Some approaches are very specific to a particular platform. For example, Kotlin is specific to Android and Swift is specific to IOS.
Other approaches support writing one codebase that can then compile to native platform-specific solutions. Examples here include React Native, Xamarin, Flutter, Phone Gap, Sencha, and more.

#5 Game engineer
Game engineers make games. They often use game engines like Unity or Unreal as the core rendering pipeline and write custom code to modify the behavior of specific objects in the various scenes of a game. The game software engineering career path can be challenging but rewarding too.
Game code is often written in C or C#. However, many games now also support embedded language development using programming languages like Lua.
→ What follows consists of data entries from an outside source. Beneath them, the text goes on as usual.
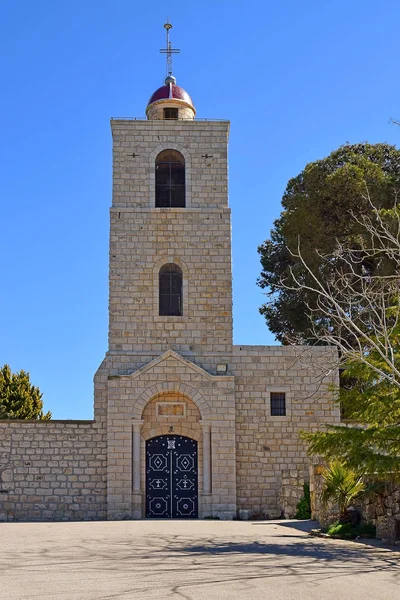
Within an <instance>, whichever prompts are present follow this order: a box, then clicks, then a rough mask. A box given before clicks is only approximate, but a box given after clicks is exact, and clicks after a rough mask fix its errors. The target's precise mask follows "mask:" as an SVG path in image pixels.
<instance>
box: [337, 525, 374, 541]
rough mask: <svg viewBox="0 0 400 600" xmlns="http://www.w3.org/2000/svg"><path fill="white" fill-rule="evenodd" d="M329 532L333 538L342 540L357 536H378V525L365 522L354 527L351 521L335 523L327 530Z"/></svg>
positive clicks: (370, 537)
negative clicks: (335, 538) (343, 522)
mask: <svg viewBox="0 0 400 600" xmlns="http://www.w3.org/2000/svg"><path fill="white" fill-rule="evenodd" d="M327 534H328V535H329V536H330V537H333V538H339V539H341V540H354V539H355V538H356V537H368V538H375V537H376V527H375V525H372V523H364V524H363V525H357V527H352V525H351V523H334V524H333V525H331V526H330V527H329V529H328V531H327Z"/></svg>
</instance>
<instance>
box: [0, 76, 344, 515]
mask: <svg viewBox="0 0 400 600" xmlns="http://www.w3.org/2000/svg"><path fill="white" fill-rule="evenodd" d="M172 81H173V78H172V79H171V78H169V79H168V78H167V80H166V84H165V86H162V87H161V88H160V89H159V90H157V91H156V92H155V94H153V96H154V98H155V100H154V101H153V102H150V104H149V105H148V107H147V115H148V117H149V120H147V121H145V120H143V121H142V120H131V119H112V121H111V129H112V137H113V192H112V206H111V210H110V269H109V348H108V351H107V354H106V356H105V358H104V360H103V362H102V364H101V365H100V367H99V369H98V371H97V373H96V375H95V378H94V393H95V402H94V421H93V422H74V421H65V422H57V421H50V422H11V421H9V422H5V421H3V422H0V475H1V477H0V485H1V489H0V520H67V519H68V520H72V519H105V518H107V519H138V518H145V517H149V518H189V517H197V516H198V517H199V518H203V517H211V516H212V517H217V518H221V519H232V518H234V517H237V516H244V515H246V516H249V517H256V516H262V517H279V516H281V515H283V516H293V515H294V513H295V510H296V504H297V502H298V501H299V499H300V497H301V495H302V486H303V483H304V481H306V480H308V472H309V471H308V466H309V460H308V457H307V453H306V447H305V444H304V442H303V441H302V440H301V438H300V436H299V434H300V432H301V431H302V430H308V431H310V430H317V429H319V428H321V427H324V426H325V425H326V424H329V423H338V422H339V420H340V413H339V408H338V405H337V404H336V403H335V402H334V400H335V398H334V394H333V392H332V386H333V385H336V384H337V377H336V376H334V375H332V374H331V375H326V373H329V372H330V371H331V370H330V366H331V365H332V363H333V362H334V361H335V353H334V351H333V350H332V349H326V348H302V347H295V348H289V347H279V346H269V347H264V346H240V345H236V346H233V344H232V275H231V273H232V266H231V220H230V208H229V207H228V152H227V148H228V146H227V144H228V134H229V122H228V121H197V120H194V119H193V117H194V114H195V110H194V107H193V106H192V104H191V99H190V97H189V96H188V95H187V94H186V92H185V91H184V90H182V88H178V86H176V85H175V84H173V83H171V82H172ZM165 108H167V109H171V110H175V109H176V108H177V109H178V118H176V119H173V118H172V119H171V118H168V119H167V118H166V116H165V115H166V114H167V113H166V112H165V111H164V109H165ZM164 119H166V120H164ZM166 150H172V151H173V153H170V155H171V156H175V157H176V156H180V159H179V160H180V161H181V162H180V163H179V165H180V167H179V168H180V169H181V170H180V171H177V170H176V161H175V162H174V160H175V159H173V160H172V159H169V161H170V162H168V163H166V162H162V161H161V159H160V162H159V159H158V157H159V155H160V153H161V152H163V155H162V156H165V152H164V151H166ZM177 153H178V154H177ZM167 154H168V153H167ZM163 160H164V159H163ZM183 164H184V167H183V169H184V183H182V168H181V167H182V165H183ZM174 165H175V166H174ZM158 169H161V171H159V170H158ZM168 169H169V170H168ZM174 169H175V171H174ZM159 173H161V175H162V177H164V179H162V177H161V176H160V177H161V179H160V178H159V179H157V177H159ZM179 178H181V179H179ZM178 180H179V181H180V183H179V184H177V183H176V182H177V181H178ZM160 181H161V183H160ZM157 182H158V183H157ZM182 185H183V186H184V196H182V195H181V196H180V198H181V199H182V198H183V197H184V206H182V202H181V204H180V205H179V203H178V202H177V201H176V198H177V197H179V196H175V194H178V192H179V193H182V189H183V188H182ZM157 186H159V187H157ZM163 186H164V187H163ZM179 186H181V187H179ZM157 194H159V195H158V196H157ZM156 196H157V201H156ZM160 198H161V199H162V202H164V204H162V202H161V200H159V199H160ZM165 198H169V201H170V203H171V206H169V205H168V206H165V202H166V200H165ZM160 202H161V204H160ZM174 203H175V204H174ZM160 206H163V207H160ZM171 264H172V265H173V266H174V269H175V271H174V272H175V273H177V272H179V273H180V275H179V277H181V279H179V281H180V282H181V283H180V284H179V286H178V287H179V289H178V291H177V290H176V289H175V291H171V290H172V287H173V285H172V283H170V284H169V285H171V289H169V291H168V293H167V295H168V294H170V296H171V298H172V297H173V295H174V294H175V296H176V295H178V296H179V307H180V308H179V311H180V312H179V314H177V313H176V312H171V311H170V312H168V311H167V314H160V312H161V313H162V312H163V311H162V310H161V311H160V309H159V300H160V298H159V294H160V287H159V286H160V277H161V275H160V270H161V269H162V268H163V267H165V266H168V265H171ZM168 281H170V280H168ZM171 281H172V280H171ZM174 285H175V286H176V285H177V284H176V281H175V284H174ZM163 293H164V294H165V293H166V292H165V291H164V292H163ZM170 296H168V298H170ZM171 298H170V299H171ZM274 392H275V393H276V392H278V393H282V394H284V395H285V402H286V414H284V415H282V416H273V415H272V414H271V408H270V406H271V405H270V394H271V393H274ZM152 444H153V445H152ZM185 444H186V445H185ZM154 448H156V449H154ZM182 448H186V450H185V449H182ZM188 448H189V449H191V450H188ZM157 511H158V512H157ZM185 511H186V512H185Z"/></svg>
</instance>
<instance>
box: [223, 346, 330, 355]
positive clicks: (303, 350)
mask: <svg viewBox="0 0 400 600" xmlns="http://www.w3.org/2000/svg"><path fill="white" fill-rule="evenodd" d="M232 351H233V353H234V354H235V355H239V356H240V354H242V353H244V352H265V353H270V352H279V353H281V354H282V355H286V356H288V355H289V356H291V355H293V354H294V353H297V352H303V353H304V352H311V353H313V354H327V353H332V354H336V348H335V347H334V346H301V345H298V346H279V345H278V344H277V345H271V346H251V345H250V346H247V345H246V344H235V345H233V346H232ZM290 351H291V352H290Z"/></svg>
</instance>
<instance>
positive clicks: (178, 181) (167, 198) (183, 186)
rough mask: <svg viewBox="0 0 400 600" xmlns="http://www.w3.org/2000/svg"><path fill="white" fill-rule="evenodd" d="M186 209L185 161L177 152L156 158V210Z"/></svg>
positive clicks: (180, 155) (160, 153)
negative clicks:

#6 DevOps software engineer
DevOps software engineers use their software engineering experience to develop software tools that improve an organization's technology. The roles of software engineering and infrastructure are blurring into new DevOps disciplines that combine software development and infrastructure together. Here are some examples of what DevOps do that pull more heavily now from the software development stack:
- build and manage CI/CD (continuous integration / continuous deployment) pipelines
- integrate IaC (infrastructure as code) more into the CI//CD process
- write monitoring and alerting support more directly into the code
- help ensure strong security, configuration, and scalability are part of the code
DevOps has grown so much lately due to technology improvements, that some are talking about a newer focus on NoOps- a reduced or non-existent need for any dedicated infrastructure staff. I don't necessarily agree with this, but this is still a good indicator of the strong growth in technical capabilities in this discipline.

Wrap-Up: Plan Your Career Path
Whether you are a new software engineer or already experienced, you have a number of career path options to consider. Start with a plan and a long-term goal for yourself. Then look at your career path from a role or a discipline perspective- or both.
If you create a plan, stick to it, and have fun along the way, there's a lot of opportunity out there for you to grow. So get out there!